施行後、教育相は3年ごとに大学再編の基本計画を策定する。韓国私学振興財団が財務診断や実態調査を担い、改善が必要な大学は審議を経て「経営危機大学」に指定される。
是正命令を受けても6カ月以上改善しない場合や、教育機関としての機能維持が困難な場合、教育相は学生募集の停止、閉校、学校法人の解散や清算を命じることができる。
一方、自主的な再編を促すため、積立金の使用目的や保有資産の処分基準も緩和される。経営危機大学は、施設整備や奨学金などを目的に積み立てた資金を再編計画に使えるようになる。校地や校舎、運動場など教育に直接使う財産も、計画に基づいて売却したり担保にしたりできる。
解散後の残余財産については、学生への学業中断慰労金や教職員への補償金などを支給し、清算後も残った場合、一定の範囲で解散整理金として支給できる。上限は私学振興基金に帰属した残余財産の15%と、決算書上の設立者基本金のうち少ない方となる。

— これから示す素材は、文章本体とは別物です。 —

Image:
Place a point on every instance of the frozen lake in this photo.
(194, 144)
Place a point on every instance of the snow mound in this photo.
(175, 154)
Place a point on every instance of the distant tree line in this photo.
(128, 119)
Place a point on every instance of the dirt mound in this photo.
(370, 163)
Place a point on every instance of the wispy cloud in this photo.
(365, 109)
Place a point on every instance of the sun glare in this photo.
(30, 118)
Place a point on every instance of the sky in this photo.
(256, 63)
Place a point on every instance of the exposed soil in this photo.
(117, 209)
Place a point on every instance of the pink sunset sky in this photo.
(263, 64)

ただ、法人財産に関する横領や会計不正などで過去10年以内に処罰された場合や、当局の是正要求に従わなかった場合は、解散整理金を受け取れない。重大な不正に関与した役員がいる公益法人や社会福祉法人への財産拠出も認められない。
閉校する大学の学生には編入支援などを実施し、編入を断念した場合は残余財産の範囲内で学業中断慰労金を支給する。解雇される教職員には補償金や退職慰労金を支給し、所属研究者の研究活動を保護する規定も設けられる。